-Doctor ¿cree usted en maleficios? -dije un día a mi antiguo amigo el esclarecido profesor Passaman. Gustábame preguntarle, porque de sus respuestas surgía siempre una enseñanza, o un relato interesante.
-¿Que si creo en maleficios? -respondió-. En los de origen diabólico, no: en los de un orden natural, sí.
-Y sin que el diablo tenga en ellos parte, ¿no podrían ser la obra de un poder sobrenatural?

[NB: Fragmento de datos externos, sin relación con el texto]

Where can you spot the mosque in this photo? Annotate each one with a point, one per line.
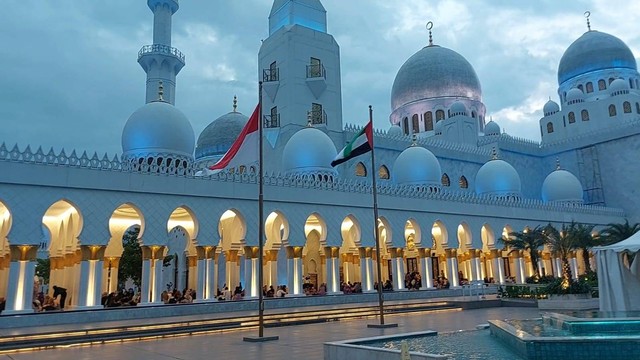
(450, 184)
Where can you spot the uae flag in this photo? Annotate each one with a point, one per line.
(245, 150)
(362, 143)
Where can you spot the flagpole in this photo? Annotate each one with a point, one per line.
(261, 336)
(375, 226)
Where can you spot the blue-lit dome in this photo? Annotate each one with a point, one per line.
(308, 151)
(158, 128)
(435, 72)
(218, 136)
(594, 51)
(492, 128)
(550, 108)
(562, 186)
(497, 177)
(417, 166)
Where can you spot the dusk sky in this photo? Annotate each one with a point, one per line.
(70, 78)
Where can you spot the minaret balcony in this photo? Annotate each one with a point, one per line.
(159, 49)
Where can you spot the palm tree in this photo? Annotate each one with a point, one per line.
(618, 232)
(561, 245)
(530, 240)
(583, 240)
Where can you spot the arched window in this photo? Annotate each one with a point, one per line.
(428, 121)
(585, 115)
(589, 87)
(361, 170)
(445, 180)
(602, 85)
(383, 173)
(464, 184)
(415, 123)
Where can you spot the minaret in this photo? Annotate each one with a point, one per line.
(160, 61)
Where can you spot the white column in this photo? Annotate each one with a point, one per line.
(20, 287)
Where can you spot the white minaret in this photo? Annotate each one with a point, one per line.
(160, 61)
(299, 64)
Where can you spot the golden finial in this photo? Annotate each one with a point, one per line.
(429, 27)
(160, 91)
(587, 14)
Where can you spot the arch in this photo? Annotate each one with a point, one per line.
(415, 123)
(463, 182)
(445, 180)
(602, 85)
(428, 121)
(383, 172)
(232, 229)
(549, 127)
(585, 115)
(589, 87)
(361, 170)
(276, 231)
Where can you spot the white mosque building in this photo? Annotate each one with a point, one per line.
(450, 183)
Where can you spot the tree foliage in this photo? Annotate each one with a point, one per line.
(131, 262)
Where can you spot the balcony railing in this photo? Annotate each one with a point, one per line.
(316, 71)
(271, 121)
(318, 117)
(160, 49)
(271, 75)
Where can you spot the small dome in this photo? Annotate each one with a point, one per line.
(218, 136)
(417, 166)
(594, 51)
(561, 186)
(308, 151)
(458, 108)
(491, 128)
(395, 131)
(158, 128)
(618, 85)
(435, 72)
(498, 177)
(575, 95)
(550, 108)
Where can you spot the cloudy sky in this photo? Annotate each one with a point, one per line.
(69, 76)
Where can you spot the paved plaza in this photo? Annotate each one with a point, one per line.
(296, 342)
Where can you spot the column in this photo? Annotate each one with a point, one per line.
(426, 266)
(22, 270)
(89, 289)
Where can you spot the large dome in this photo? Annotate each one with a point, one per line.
(435, 72)
(562, 186)
(594, 51)
(308, 151)
(218, 136)
(158, 128)
(417, 166)
(498, 177)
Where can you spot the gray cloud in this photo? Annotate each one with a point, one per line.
(70, 77)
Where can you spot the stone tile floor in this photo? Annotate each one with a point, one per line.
(296, 342)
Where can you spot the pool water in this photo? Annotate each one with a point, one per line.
(470, 344)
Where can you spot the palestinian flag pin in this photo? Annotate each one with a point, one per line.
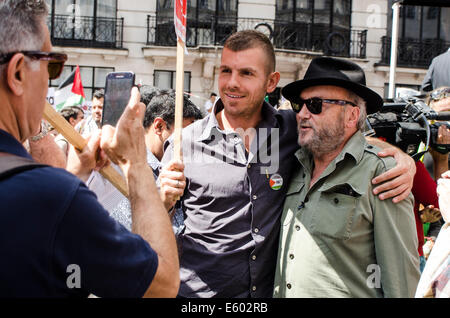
(276, 182)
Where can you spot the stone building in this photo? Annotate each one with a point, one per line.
(130, 35)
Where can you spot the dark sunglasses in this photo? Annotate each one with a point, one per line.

-La naturaleza es un destello del poder divino; y como tal, encierra en su seno misterios que confunden la ignorancia del hombre, cuyo orgullo lo lleva a buscar soluciones en quiméricos desvaríos.
-¿Y qué habría usted dicho si viera, como yo, a una mujer, después de tres meses de postración en el lecho de un hospital, escupir arañas y huesos de sapo?
-Digo que los tenía ocultos en la boca.
-¡Ah! ¡ah! ¡ah! ¿Y aquellos a quienes martirizan en su imagen?
-¡Pamplinas! Ese martirio es una de tantas enfermedades que afligen a la humanidad, casualmente contemporánea de alguna enemistad, de algún odio; y he ahí que la superstición la achaca a su siniestra influencia.
He sido testigo y actor en una historia que es necesario referirte para desvanecer en ti esas absurdas creencias... Pero, ¡bah! tú las amas, son la golosina de tu espíritu, y te obstinas en conservarlas. Es inútil.
¡Oh! ¡no, querido doctor, refiera usted, por Dios, esa historia! ¿Quién sabe? ¡Tal vez me convierta!
-No lo creo -dijo él, y continuó.
Hallábame hace años, en la Paz, esa rica y populosa ciudad que conoces.
Habíame precedido allí, más que la fama de médico, la de magnetizador.
Multitud de pueblo vagaba noche y día en torno a mi morada. Todos anhelaban contemplar, sino probar los efectos de ese poder misterioso, del que solo habían oído hablar, y que preocupábalos ánimos con un sentimiento, mezcla de curiosidad y terror.